– Попасть на борт «Дядюшки Скрэби».

– Куда, сэр? – неуверенно хмыкнул рыжий.

Он покосился на друзей, а потом спросил:

– Простите мне мой интерес, сэр, но… что вы там забыли?

– Это закрытая информация, – отрезал я.

– Следовало догадаться!.. Ну да в любом случае, мы на шхуну старины Скрэби ни ногой, – покачал головой собеседник. – Это, знаете ли, все равно, что могилы грабить, сэр.

– Боюсь, эту могилу уже ограбили до нас, – вынув из кармана снимок пуговицы, я продемонстрировал его рыбаку.

– Это еще что такое? – недоуменно спросил рыжий.

– Обломок пуговицы с символикой «Дядюшки Скрэби», – пояснил я. – Видите характерную «Д»?

То-то.

– Кажись, и впрямь она, – нехотя признал рыбак. – И где, интересно, вы этот обломок зафотоаппаратили, сэр?

– В Бокстоне, – ответил я. – Рядом с местом преступления.

Уточнять, что речь идет об убийстве, я не стал, резонно предположив, что рыбаки не захотят плыть в логово душегуба. А вот проучить обычного стервятника, посмевшего грабить плавучий склеп многоуважаемого гнома, они вполне могли сподобиться. Тем более, что Скрэби был одним из их племени – парнем с клеймом удочки на правой скуле.

– Но как она там очутилась? – не унимался потомок лепреконов.

– Предположительно, негодяй был в куртке дядюшки. Иного объяснения я, по крайне мере, не вижу.

– По-вашему, вор сейчас находится на борту корабля? – задумчиво пожевав нижнюю губу, спросил рыжий.

– По крайне мере, вероятность этого крайне высока.

– Ага… – рассеянно отозвался бородач.

Рыбаки снова начали переглядываться, пока рыжий наконец не сдался:

– Ладно, уговорили, сэр. Постоим за дядюшку, сплаваем да изловим гада…

Поднявшись с ящика, бородач побрел к небольшой парусной лодке, привязанной к опоре мостика, донельзя хлипкого на вид. Оглянувшись через плечо, он добавил:

– Благо, ветер нынче попутный.

Вслед за хозяином лодки мы поднялись на борт. Пара оставшихся рыбаков провожала наше отплытие хмурыми взглядами.

– Твои друзья всегда такие неразговорчивые? – спросил я, когда молчуны скрылись из виду.

– Они немые, – без тени улыбки ответил рыжий.
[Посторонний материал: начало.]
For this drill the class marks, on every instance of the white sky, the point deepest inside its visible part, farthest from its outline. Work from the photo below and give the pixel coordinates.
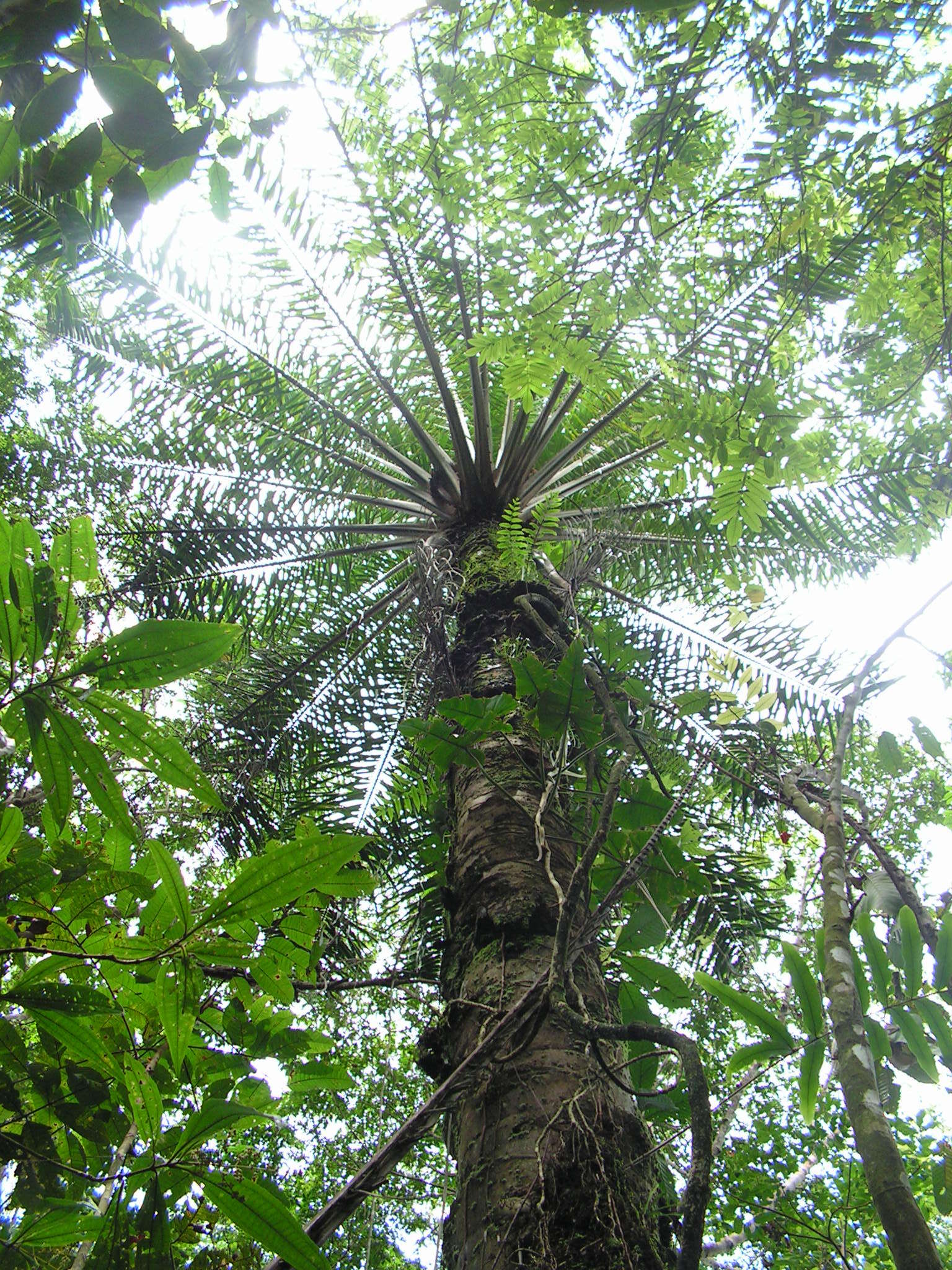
(852, 618)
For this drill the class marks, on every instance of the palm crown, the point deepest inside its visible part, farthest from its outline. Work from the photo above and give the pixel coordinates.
(541, 290)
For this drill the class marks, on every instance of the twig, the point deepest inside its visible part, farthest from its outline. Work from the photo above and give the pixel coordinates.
(697, 1192)
(112, 1173)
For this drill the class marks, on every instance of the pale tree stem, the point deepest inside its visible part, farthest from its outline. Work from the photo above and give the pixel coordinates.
(788, 1186)
(908, 1233)
(112, 1173)
(733, 1106)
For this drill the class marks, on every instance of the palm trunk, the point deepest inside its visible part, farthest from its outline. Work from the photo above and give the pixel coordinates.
(553, 1161)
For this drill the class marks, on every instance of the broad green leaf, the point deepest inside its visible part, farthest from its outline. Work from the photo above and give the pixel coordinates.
(810, 1065)
(879, 1039)
(875, 957)
(77, 1039)
(912, 946)
(569, 699)
(220, 191)
(74, 162)
(163, 179)
(50, 107)
(942, 1180)
(157, 652)
(211, 1121)
(943, 953)
(938, 1024)
(152, 1228)
(914, 1037)
(272, 980)
(65, 998)
(130, 197)
(531, 676)
(190, 64)
(262, 1215)
(320, 1076)
(9, 148)
(283, 874)
(59, 1228)
(696, 701)
(133, 32)
(927, 738)
(173, 883)
(177, 1003)
(74, 228)
(11, 830)
(862, 986)
(11, 642)
(749, 1010)
(806, 988)
(889, 753)
(666, 984)
(139, 737)
(479, 714)
(13, 1052)
(760, 1052)
(145, 1099)
(89, 763)
(141, 115)
(347, 884)
(50, 760)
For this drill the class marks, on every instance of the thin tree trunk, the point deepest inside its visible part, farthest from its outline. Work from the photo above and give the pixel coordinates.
(553, 1161)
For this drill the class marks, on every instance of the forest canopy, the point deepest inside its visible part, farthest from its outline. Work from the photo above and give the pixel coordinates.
(427, 838)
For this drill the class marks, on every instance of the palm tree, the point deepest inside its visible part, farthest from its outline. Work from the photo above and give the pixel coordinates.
(549, 339)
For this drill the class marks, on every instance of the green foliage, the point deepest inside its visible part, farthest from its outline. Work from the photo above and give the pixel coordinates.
(701, 356)
(136, 1001)
(167, 100)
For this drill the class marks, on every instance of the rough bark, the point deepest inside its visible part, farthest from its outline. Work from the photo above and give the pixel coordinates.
(553, 1161)
(909, 1238)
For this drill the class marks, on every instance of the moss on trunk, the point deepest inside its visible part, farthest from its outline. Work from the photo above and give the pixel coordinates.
(553, 1163)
Я счел за лучшее прикусить язык. Теперь понятно, почему с нами говорил один лишь бородач.

М-да…

Ставить под сомнение предназначение, данное Шаром, конечно, опрометчиво и глупо, но я, признаться, всегда недоумевал, почему иные калеки должны трудиться наравне со всеми? Вероятно, секрет заключался в истовом желании инвалидов быть не хуже других; порой оно позволяло им покорять вершины, о которых обычные жители Черники даже не помышляли. А вездесущий Шар, судя по всему, улавливал подобные настроения, и потому Фег-Фег стал флористом, а немые мужики из поселка – рыбаками. Возможно, они смыслили в рыбной ловле даже больше, чем наш провожатый. В конце концов, рыбак оценивается не по красноречию, а по улову, который от умения говорить не зависит вовсе.

Дорога к плавучему склепу заняла около часа. Под неожиданно жарким октябрьским солнцем это больше напоминало пытку, чем беспечный вояж; когда на горизонте показались очертания заброшенной шхуны, рубашка моя насквозь промокла от пота. Вытирая лоб скомканным носовым платком, я сказал:

– А вот и «Дядюшка Скрэби».

– Потрепало же его за полгода!.. – вздохнув, отметил рыжий.

С ним трудно было не согласиться. Корабль покойного гнома напомнил мне покосившуюся лачугу из рыбацкого квартала, коих там имелось в избытке. Складывалось впечатление, что Скрэби попросту спустил свой унылый домишко на воду, не слишком озаботившись ремонтом. Те же дыры, те же трещины, та же истерзанная ливнями и ветром крыша. Удивительно, что шхуна до сих пор не пошла ко дну. Впрочем, полгода не такой уж большой срок. Уверен, погружение состоится уже грядущей зимой.